Tears rolled down her cheeks as she nodded in the affirmative. As we stepped off the elevator I reached out to comfort her and listen. She had two small children and was going through a traumatic divorce. Her mother was in the hospital for kidney failure and had been waiting for a transplant for five years, This was just one of her many crisis visits to the hospital. “My mother is tired of fighting for her life. She wants to give up—go off dialysis—and die, but she just turned fifty. My father is dead—I don’t want to lose my mother too.. I feel so hopeless.”
I put my arms around her as she sobbed. She wiped her tears with a tissue. “Would you like to take my fairy-godmother’s wand?” I asked. “You can return it to my husband’s room later this evening.”

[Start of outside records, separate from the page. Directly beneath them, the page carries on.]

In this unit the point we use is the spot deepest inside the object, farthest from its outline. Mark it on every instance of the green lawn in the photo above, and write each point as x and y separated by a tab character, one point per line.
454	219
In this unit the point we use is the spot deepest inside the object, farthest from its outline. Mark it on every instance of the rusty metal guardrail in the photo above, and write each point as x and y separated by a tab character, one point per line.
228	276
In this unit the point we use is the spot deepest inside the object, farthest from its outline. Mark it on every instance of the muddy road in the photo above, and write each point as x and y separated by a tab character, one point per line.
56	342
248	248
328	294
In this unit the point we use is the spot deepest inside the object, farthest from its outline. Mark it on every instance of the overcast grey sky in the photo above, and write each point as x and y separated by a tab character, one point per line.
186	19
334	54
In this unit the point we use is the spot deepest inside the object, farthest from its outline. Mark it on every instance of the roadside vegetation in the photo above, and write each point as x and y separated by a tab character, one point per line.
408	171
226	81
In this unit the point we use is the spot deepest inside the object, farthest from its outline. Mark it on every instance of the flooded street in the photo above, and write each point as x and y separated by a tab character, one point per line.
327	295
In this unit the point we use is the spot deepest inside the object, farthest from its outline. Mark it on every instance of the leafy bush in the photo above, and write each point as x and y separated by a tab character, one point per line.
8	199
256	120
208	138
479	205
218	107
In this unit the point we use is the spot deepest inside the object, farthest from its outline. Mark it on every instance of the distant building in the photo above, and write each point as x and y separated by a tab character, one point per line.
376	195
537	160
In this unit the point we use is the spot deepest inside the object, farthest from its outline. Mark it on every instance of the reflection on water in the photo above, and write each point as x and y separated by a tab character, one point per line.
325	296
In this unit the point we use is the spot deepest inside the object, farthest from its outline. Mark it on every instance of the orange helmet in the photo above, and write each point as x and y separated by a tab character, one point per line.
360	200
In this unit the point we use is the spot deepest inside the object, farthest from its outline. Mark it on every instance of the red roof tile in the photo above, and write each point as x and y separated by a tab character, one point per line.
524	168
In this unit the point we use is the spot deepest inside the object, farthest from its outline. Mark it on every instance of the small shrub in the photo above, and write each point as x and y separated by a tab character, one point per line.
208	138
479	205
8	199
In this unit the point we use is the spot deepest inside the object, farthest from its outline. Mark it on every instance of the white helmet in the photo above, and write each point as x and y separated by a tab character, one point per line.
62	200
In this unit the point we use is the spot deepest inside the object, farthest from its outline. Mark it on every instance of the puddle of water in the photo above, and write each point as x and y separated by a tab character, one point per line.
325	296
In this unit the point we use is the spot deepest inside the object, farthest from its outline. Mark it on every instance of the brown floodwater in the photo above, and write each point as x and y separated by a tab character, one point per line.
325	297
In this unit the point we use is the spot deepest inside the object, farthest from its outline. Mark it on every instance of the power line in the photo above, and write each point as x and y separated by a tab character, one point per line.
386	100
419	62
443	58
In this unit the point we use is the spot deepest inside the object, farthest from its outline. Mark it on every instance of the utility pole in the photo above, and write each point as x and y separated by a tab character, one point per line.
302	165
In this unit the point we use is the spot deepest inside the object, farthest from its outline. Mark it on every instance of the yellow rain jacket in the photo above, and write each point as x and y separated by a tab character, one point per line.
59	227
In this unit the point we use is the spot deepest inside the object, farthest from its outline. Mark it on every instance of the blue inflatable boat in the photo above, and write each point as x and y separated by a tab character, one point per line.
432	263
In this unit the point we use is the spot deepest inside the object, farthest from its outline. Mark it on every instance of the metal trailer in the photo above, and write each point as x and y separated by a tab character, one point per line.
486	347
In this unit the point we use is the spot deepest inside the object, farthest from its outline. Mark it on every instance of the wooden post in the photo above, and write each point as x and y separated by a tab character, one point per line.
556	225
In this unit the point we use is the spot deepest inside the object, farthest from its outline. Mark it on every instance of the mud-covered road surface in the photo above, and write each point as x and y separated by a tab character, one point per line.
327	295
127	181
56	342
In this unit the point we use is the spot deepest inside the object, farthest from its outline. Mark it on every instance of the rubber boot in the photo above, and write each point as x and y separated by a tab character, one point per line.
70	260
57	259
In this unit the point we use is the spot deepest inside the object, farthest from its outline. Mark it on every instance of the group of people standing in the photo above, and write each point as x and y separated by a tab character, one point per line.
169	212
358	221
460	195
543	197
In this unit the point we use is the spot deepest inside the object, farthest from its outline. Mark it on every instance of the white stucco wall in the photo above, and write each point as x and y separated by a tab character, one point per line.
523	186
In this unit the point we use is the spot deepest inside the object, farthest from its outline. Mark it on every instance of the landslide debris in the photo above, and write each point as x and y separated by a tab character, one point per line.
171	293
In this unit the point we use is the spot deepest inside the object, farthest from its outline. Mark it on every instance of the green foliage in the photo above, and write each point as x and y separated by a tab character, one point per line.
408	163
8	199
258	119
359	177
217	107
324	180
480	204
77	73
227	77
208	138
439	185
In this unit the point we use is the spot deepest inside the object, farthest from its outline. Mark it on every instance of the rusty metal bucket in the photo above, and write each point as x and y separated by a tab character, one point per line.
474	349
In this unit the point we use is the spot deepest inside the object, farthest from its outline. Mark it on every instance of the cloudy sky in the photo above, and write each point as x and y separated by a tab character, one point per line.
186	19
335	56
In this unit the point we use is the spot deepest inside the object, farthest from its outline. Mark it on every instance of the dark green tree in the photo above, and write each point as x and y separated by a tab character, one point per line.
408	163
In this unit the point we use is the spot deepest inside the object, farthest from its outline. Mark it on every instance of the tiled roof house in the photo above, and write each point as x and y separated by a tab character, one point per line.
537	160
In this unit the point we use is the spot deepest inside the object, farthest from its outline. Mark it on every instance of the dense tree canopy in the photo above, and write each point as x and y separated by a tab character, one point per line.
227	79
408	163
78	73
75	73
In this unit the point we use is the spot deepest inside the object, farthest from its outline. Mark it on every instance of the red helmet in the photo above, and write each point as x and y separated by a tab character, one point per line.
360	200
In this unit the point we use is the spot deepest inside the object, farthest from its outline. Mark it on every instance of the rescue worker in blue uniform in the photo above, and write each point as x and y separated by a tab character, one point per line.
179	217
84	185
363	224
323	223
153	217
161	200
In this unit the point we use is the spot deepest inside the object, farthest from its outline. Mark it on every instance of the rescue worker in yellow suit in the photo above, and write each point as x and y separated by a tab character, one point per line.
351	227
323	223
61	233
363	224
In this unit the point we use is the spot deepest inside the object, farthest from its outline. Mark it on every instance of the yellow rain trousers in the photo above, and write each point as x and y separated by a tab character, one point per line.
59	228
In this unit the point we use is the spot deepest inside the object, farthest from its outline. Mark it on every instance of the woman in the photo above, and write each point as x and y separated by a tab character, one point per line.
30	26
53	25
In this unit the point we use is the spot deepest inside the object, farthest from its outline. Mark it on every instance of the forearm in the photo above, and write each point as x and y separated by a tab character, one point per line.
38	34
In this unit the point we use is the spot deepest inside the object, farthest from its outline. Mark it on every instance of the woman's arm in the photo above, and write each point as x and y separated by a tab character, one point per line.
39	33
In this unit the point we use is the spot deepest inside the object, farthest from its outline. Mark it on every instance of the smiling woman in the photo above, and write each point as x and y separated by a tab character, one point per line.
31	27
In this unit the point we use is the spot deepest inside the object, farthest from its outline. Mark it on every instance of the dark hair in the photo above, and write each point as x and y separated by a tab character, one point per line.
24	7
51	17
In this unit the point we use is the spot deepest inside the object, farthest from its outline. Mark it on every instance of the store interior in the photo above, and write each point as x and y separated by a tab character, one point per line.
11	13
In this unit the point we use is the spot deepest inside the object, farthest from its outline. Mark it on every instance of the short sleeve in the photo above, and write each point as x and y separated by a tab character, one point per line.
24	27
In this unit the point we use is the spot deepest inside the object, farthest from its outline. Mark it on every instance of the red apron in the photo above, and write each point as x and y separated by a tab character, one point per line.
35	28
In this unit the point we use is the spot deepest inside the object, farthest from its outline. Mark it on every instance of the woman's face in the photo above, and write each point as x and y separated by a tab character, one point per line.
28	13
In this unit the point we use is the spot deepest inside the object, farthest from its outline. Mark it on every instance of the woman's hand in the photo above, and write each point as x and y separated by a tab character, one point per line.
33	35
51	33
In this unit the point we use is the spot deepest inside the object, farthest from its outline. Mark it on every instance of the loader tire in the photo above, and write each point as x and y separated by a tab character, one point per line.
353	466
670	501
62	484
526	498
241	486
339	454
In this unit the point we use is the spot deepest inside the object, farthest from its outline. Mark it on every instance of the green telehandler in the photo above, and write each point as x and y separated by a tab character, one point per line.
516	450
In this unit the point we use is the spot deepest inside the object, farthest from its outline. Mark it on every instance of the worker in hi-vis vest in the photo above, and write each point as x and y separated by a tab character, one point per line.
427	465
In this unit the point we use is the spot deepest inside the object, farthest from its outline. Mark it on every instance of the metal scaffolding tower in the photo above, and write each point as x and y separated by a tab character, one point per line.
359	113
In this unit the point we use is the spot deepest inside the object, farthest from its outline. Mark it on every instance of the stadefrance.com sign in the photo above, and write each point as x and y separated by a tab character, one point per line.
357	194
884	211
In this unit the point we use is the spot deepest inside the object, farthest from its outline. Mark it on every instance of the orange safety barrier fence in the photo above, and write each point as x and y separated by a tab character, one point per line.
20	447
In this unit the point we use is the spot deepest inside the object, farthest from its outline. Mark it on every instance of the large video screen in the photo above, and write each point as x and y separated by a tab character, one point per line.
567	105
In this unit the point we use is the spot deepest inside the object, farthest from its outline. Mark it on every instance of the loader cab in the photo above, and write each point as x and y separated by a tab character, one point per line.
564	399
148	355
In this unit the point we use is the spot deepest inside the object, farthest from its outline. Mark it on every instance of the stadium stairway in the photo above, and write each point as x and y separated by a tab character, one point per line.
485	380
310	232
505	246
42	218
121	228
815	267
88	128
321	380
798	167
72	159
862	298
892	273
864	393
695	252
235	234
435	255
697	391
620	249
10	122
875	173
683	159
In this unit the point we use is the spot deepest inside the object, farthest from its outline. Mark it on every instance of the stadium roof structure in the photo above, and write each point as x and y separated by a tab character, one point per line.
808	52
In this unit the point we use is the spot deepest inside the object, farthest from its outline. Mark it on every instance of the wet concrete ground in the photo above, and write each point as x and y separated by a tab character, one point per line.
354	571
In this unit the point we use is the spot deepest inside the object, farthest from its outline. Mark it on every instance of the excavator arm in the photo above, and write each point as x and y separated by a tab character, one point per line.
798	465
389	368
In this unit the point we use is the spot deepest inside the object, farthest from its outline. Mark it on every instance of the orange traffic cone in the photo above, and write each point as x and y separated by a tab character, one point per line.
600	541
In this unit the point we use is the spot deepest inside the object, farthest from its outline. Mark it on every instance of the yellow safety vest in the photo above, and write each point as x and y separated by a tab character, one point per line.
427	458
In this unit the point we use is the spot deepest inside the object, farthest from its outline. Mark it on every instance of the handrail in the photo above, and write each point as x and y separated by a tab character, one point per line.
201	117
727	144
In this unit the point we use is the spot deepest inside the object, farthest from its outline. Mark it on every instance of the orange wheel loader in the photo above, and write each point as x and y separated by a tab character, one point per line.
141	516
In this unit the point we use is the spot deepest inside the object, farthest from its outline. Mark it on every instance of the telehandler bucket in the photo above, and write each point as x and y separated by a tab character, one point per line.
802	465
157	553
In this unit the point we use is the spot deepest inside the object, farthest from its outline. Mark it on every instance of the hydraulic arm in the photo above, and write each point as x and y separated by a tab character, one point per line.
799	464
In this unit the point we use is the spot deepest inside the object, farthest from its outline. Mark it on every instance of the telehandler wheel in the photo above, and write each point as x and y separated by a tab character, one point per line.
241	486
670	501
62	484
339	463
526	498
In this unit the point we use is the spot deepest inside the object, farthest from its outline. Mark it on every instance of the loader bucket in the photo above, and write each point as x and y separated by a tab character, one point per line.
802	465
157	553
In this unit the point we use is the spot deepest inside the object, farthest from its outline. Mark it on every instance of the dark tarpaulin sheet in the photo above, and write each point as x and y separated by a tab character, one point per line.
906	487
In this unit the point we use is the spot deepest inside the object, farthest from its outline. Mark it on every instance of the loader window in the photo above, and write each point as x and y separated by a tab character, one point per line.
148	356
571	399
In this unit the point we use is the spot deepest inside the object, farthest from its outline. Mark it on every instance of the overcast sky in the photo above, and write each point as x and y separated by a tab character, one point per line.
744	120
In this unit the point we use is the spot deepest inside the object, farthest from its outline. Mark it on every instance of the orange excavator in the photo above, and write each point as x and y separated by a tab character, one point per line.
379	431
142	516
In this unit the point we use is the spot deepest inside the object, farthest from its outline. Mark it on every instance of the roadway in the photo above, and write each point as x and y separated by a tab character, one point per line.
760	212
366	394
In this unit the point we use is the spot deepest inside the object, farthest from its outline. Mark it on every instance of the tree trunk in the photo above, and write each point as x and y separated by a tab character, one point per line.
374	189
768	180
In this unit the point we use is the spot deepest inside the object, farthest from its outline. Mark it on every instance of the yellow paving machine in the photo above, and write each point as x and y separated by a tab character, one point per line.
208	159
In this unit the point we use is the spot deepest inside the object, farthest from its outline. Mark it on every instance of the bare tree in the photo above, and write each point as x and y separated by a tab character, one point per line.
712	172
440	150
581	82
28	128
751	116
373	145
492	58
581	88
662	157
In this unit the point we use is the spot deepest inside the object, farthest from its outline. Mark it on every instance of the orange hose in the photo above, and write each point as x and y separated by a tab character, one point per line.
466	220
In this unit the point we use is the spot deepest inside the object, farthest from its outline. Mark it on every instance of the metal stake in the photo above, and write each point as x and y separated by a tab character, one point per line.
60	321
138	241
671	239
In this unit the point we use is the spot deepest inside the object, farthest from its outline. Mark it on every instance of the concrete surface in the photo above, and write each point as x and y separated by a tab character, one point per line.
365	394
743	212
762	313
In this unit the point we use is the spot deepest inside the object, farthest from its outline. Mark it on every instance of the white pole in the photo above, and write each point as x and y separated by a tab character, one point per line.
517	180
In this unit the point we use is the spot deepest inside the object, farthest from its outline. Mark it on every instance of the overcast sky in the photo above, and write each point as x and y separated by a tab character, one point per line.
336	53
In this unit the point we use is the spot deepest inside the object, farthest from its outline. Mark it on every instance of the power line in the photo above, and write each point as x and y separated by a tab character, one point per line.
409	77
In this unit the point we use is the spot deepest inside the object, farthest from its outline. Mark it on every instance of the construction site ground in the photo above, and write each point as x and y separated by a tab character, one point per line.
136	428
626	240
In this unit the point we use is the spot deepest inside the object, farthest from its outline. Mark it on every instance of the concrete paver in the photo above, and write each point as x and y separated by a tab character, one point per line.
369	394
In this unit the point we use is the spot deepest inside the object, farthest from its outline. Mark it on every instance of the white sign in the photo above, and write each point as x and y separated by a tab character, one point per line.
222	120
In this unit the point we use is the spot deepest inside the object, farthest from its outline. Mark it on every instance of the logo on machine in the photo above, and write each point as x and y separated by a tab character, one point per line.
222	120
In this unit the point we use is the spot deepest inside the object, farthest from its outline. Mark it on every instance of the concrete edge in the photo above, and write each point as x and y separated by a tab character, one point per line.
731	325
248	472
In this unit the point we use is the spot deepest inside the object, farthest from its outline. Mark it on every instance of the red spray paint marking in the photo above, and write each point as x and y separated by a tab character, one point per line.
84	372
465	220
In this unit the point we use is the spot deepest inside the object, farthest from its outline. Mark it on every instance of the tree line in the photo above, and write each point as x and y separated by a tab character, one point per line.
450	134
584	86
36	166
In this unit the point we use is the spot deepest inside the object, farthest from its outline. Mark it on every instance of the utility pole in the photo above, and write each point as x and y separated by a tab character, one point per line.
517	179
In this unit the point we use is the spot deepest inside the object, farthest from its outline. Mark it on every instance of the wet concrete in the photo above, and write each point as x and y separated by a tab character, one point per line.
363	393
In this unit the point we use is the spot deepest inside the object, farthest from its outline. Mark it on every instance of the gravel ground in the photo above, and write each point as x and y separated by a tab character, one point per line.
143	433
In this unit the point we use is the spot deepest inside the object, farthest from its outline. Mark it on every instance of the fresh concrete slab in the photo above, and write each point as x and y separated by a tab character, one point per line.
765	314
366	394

Several hours later my husband was delighted and surprised to see a beautiful “angel” with long blond hair tumbling down her shoulders walk into his room. She was carrying the flashing fairy-god-mother’s wand. After greeting my husband, she asked how he was feeling. “This was wonderful,” she said, as she handed me the wand. “Mother loved the wand. She even laughed. We took turns waving it around the room and granting wishes for the nurses who were coming in and out. She granted me wishes—I waved wishes over her head, and we giggled. Mother now has hope and the will to live.”
That moment gave my husband hope and he lived four more years.